The coracoid process is part of the scapula. The scapula is a large triangular bone on the back of the shoulder, commonly called the shoulder blade. The coracoid process attaches to three muscle groups. The coracobrachialis, pectoralis minor and the short biceps brachii must be relaxed to relieve tension on the coracoid process. Relax these muscle groups using a combination of massage, stretching and treatment techniques and tools.

Warm Ups and Pre-Treatments

If the short biceps brachii (bicep on the body side of your arm), the coracobrachialis or the pectoralis minor (two small muscle groups under the breast or nipple) are sore or pulled tight, pretreat them before stretching. A hot shower or bath will help loosen tight muscles. If the muscle groups, or the affected body areas such as the neck, are inflamed, take an anti-inflammatory medication such as ibuprofen or naproxin (Aleve). You can also apply gentle or firm massage.

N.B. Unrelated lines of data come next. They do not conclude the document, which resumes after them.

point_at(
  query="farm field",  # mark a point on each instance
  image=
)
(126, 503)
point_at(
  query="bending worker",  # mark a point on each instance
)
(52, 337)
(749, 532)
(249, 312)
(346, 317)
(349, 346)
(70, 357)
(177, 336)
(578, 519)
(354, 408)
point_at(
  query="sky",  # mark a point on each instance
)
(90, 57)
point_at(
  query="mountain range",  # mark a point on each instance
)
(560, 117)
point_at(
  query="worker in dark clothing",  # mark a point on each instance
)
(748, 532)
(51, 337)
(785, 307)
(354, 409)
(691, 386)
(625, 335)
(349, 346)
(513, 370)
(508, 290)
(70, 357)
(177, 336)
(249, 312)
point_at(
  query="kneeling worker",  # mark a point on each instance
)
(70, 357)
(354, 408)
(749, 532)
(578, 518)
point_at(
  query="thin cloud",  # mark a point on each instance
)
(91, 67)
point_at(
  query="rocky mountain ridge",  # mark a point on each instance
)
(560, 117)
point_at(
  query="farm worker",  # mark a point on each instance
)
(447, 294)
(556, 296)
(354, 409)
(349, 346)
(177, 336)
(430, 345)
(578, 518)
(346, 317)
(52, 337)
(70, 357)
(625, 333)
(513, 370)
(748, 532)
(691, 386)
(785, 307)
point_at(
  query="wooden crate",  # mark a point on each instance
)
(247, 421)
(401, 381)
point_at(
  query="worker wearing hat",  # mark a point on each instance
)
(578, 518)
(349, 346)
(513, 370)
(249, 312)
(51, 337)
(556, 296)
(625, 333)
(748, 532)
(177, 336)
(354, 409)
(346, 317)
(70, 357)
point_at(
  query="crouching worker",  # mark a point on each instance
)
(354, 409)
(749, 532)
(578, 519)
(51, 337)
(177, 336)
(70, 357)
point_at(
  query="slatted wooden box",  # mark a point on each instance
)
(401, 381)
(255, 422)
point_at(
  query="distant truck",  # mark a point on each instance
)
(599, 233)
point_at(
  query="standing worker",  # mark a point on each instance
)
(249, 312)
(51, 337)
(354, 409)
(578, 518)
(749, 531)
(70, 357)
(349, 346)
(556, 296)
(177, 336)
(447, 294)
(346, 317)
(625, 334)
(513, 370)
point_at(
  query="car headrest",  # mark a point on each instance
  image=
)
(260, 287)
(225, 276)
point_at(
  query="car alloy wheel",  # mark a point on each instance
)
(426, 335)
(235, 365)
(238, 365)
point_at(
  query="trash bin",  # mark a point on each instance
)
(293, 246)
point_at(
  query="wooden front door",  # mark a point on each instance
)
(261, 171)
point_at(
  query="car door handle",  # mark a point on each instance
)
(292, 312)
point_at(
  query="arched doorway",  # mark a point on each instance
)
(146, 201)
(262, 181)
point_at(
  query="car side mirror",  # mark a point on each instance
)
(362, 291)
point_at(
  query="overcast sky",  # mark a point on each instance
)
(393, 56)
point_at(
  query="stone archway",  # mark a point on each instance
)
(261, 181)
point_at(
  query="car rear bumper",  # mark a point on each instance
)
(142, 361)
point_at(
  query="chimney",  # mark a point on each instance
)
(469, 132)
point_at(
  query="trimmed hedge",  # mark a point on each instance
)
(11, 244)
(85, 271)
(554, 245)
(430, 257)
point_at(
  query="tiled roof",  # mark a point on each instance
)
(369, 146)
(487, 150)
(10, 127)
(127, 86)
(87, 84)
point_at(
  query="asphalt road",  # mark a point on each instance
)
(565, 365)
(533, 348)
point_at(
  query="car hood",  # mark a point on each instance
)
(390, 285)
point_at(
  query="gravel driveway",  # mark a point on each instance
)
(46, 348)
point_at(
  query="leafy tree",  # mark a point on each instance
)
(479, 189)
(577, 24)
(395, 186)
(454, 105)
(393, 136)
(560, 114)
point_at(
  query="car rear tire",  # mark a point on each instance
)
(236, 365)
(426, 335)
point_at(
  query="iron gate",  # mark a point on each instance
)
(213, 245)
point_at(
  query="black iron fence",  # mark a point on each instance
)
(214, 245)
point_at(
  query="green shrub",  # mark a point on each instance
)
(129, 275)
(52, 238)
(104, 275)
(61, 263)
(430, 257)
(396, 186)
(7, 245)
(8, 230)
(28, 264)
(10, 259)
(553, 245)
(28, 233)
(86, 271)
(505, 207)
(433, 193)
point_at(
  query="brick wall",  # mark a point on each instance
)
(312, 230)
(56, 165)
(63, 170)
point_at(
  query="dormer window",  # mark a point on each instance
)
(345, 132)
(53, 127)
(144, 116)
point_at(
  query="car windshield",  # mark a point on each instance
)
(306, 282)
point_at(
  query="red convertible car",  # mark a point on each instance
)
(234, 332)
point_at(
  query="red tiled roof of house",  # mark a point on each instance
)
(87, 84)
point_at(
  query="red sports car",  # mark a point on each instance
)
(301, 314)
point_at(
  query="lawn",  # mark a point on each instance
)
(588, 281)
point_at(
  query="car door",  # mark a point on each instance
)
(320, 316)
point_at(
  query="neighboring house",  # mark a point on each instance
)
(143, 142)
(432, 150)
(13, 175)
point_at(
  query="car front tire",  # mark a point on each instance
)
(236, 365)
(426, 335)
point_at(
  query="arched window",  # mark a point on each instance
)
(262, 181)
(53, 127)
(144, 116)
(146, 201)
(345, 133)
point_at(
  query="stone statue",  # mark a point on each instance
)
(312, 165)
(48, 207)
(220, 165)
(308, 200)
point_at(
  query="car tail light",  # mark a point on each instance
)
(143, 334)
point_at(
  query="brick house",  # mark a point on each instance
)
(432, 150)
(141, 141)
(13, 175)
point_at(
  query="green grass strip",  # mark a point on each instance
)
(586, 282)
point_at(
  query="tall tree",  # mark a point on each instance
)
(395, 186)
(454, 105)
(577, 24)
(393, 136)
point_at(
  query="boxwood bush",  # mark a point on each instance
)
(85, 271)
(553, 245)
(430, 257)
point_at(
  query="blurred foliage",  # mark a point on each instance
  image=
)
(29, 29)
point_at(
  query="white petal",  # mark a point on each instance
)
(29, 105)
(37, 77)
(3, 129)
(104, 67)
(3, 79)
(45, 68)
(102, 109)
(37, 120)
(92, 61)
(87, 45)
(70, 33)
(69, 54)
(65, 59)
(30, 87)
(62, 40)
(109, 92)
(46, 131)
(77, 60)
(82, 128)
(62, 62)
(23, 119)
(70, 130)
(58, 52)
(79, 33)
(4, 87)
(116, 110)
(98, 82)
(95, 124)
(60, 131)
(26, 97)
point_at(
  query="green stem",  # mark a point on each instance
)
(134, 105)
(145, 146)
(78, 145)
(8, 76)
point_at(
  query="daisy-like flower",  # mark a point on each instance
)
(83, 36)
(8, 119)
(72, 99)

Massaging the Involved Muscle Groups

Massage the inner bicep with the opposite hand, using the thumb, fingers and palm. You can also ball the fist and sweep the knuckles along the bicep in an upward motion. The pressure of your strokes should flow upward from the elbow to the shoulder, never toward the elbow.

The pectoralis minor connects to the third, fourth and fifth ribs, counting downward from the collar bone. Massage it with the heel of the hand on the same side arm; stroke the ribs beneath the arm and in the area between the armpit and nipple. You can apply pressure both upward and downward. Additionally, stroke the ribs from just below the armpit toward the nipple or breast, or from nipple to armpit with the opposite hand. Women may want to cup and lift the breast, to better expose the muscle.

Massage the coracobrachialis by placing the palm of the opposite hand on the nipple of the affected side. With your thumb on the collar bone you should find the right muscle group between your fingers.

Helpful Stretches

Raise your hands above your head, and grasp a door frame or similar object. Gently lean forward into a stretch to loosen the pectoralis muscles. Sitting in a chair, place the arm behind the back of the chair and gently lean forward, or twist toward the opposite side, to stretch the biceps. Stretch the coracobrachialis by reaching the elbow over your shoulder or around the side, as if you are trying to strike behind you with an elbow.